Bayesian Analysis of Population-Genetic Mixture and Admixture

Eric C. Anderson

Submitted January 2, 2001 to the Journal of Agricultural Biological and Environmental Statistics

Biologists regularly encounter populations of organisms with disparate ancestries. Untangling the composition of such populations is a problem for conservation biologists and wildlife managers. In many cases the population under question is known to consist of individuals from two different subpopulations and their hybrids. This occurs, for example, in hybrid zones between two species or in regions recently colonized by exotics capable of reproducing with resident inhabitants. This paper develops techniques using multilocus genetic data for Bayesian clustering of individuals to purebred or genetically-mixed categories. The method relies on a novel application of the forward-backward recursions in a two-component, finite mixture model. Though developed in the context of the genetic admixture problem, these calculations are relevant more generally to Bayesian inference in finite mixtures; they may potentially improve mixing of the Gibbs sampler in such contexts. The technique is applied to genetic data on the Scottish wildcat, Felis sylvestris, a protected species whose distinctness from domestic housecats has been questioned. A high proportion ( around 60%) of the wild-living cats from which the sample was drawn are arguably purebred F. sylvestris.

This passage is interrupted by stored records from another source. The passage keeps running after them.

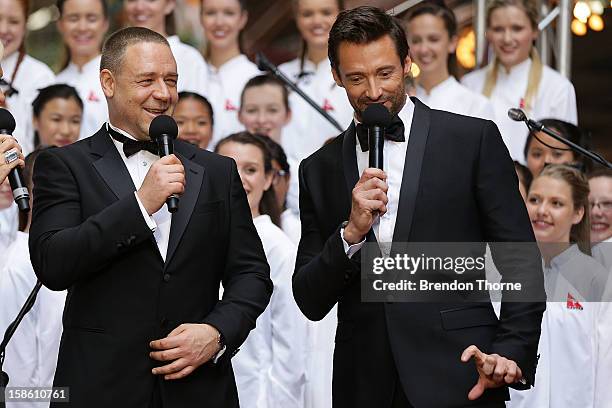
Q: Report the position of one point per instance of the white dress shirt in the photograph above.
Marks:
(568, 346)
(31, 76)
(31, 355)
(191, 67)
(86, 80)
(224, 89)
(138, 166)
(555, 99)
(270, 367)
(451, 96)
(394, 155)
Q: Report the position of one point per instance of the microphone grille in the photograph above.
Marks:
(163, 125)
(376, 115)
(7, 121)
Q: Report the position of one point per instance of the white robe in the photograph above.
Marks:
(269, 367)
(569, 348)
(31, 355)
(451, 96)
(191, 67)
(555, 99)
(308, 130)
(224, 89)
(31, 76)
(86, 80)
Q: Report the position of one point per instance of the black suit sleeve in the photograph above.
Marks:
(246, 279)
(322, 268)
(506, 223)
(59, 239)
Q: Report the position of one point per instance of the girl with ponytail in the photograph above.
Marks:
(516, 78)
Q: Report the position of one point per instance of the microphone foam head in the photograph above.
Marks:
(163, 125)
(7, 121)
(376, 115)
(517, 115)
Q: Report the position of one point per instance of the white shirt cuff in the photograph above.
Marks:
(148, 219)
(349, 249)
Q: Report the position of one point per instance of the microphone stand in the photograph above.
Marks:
(10, 331)
(265, 65)
(538, 127)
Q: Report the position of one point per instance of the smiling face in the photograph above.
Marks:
(600, 198)
(263, 111)
(12, 25)
(149, 14)
(59, 122)
(222, 21)
(551, 210)
(314, 19)
(372, 73)
(194, 122)
(430, 44)
(539, 154)
(251, 167)
(143, 87)
(512, 35)
(83, 26)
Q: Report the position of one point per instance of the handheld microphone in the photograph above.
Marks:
(376, 118)
(519, 116)
(20, 190)
(163, 130)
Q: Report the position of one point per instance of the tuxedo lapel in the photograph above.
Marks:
(194, 176)
(417, 141)
(110, 166)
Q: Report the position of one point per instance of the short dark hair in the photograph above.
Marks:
(202, 99)
(266, 79)
(363, 25)
(600, 172)
(268, 204)
(55, 91)
(119, 41)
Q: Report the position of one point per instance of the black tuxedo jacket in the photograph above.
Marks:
(89, 236)
(459, 185)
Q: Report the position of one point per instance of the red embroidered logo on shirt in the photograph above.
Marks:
(327, 106)
(229, 106)
(92, 97)
(573, 303)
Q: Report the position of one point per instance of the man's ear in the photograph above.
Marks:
(107, 80)
(336, 76)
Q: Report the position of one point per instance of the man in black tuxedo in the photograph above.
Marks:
(447, 178)
(143, 323)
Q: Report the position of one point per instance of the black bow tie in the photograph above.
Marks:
(130, 146)
(394, 132)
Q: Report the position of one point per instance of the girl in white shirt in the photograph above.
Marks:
(23, 75)
(269, 368)
(541, 149)
(57, 116)
(194, 116)
(31, 355)
(157, 15)
(432, 36)
(311, 72)
(558, 207)
(229, 69)
(83, 24)
(516, 78)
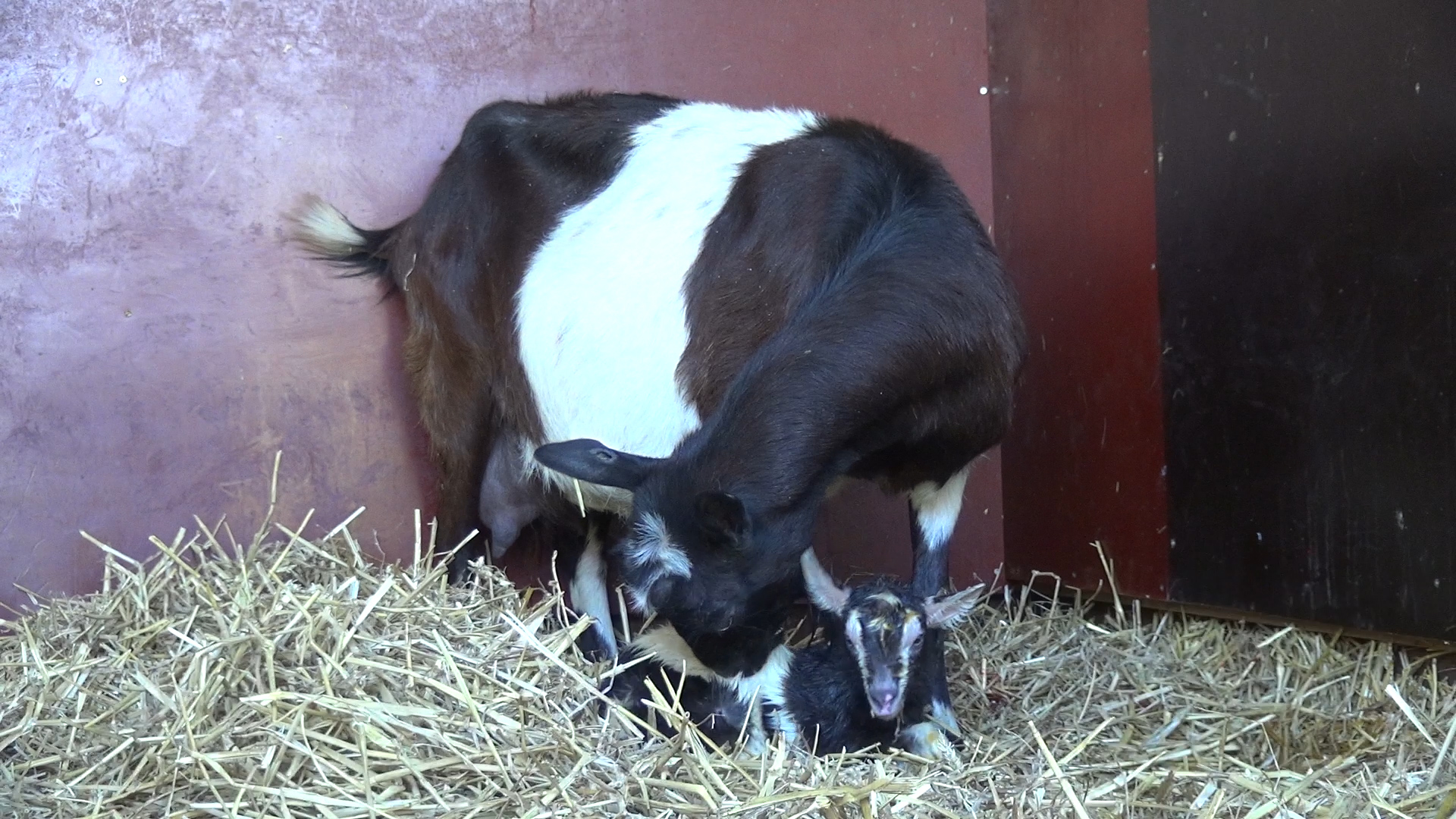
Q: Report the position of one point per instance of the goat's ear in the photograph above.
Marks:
(595, 463)
(723, 516)
(821, 588)
(946, 613)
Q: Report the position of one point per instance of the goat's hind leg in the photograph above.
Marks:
(934, 510)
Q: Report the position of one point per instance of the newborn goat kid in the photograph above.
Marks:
(870, 682)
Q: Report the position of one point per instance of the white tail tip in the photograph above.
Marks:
(324, 231)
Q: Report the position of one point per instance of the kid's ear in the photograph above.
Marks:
(821, 588)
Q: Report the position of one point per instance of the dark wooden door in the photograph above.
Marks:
(1307, 242)
(158, 340)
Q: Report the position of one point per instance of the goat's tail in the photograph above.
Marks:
(328, 235)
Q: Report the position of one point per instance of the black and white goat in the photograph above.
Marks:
(867, 684)
(708, 315)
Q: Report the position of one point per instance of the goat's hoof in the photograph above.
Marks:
(928, 741)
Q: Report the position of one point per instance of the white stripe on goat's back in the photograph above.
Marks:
(601, 314)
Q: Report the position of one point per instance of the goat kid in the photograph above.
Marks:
(868, 684)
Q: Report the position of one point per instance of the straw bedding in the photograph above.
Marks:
(302, 679)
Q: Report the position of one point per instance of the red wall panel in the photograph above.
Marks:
(1075, 219)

Using the Bayes factor, we compare our new model, which allows for both purebred and admixed individuals, to a model in which all individuals are assumed genetically admixed to some degree. It is diffcult to accurately compute the marginal likelihood directly in these models, so we compute the Bayes factor by reversible-jump MCMC. The approach follows from the original MCMC formulation of the problem, and should help to illustrate ways in which reversible-jump methods may be implemented for comparisons between a small set of closely-related models.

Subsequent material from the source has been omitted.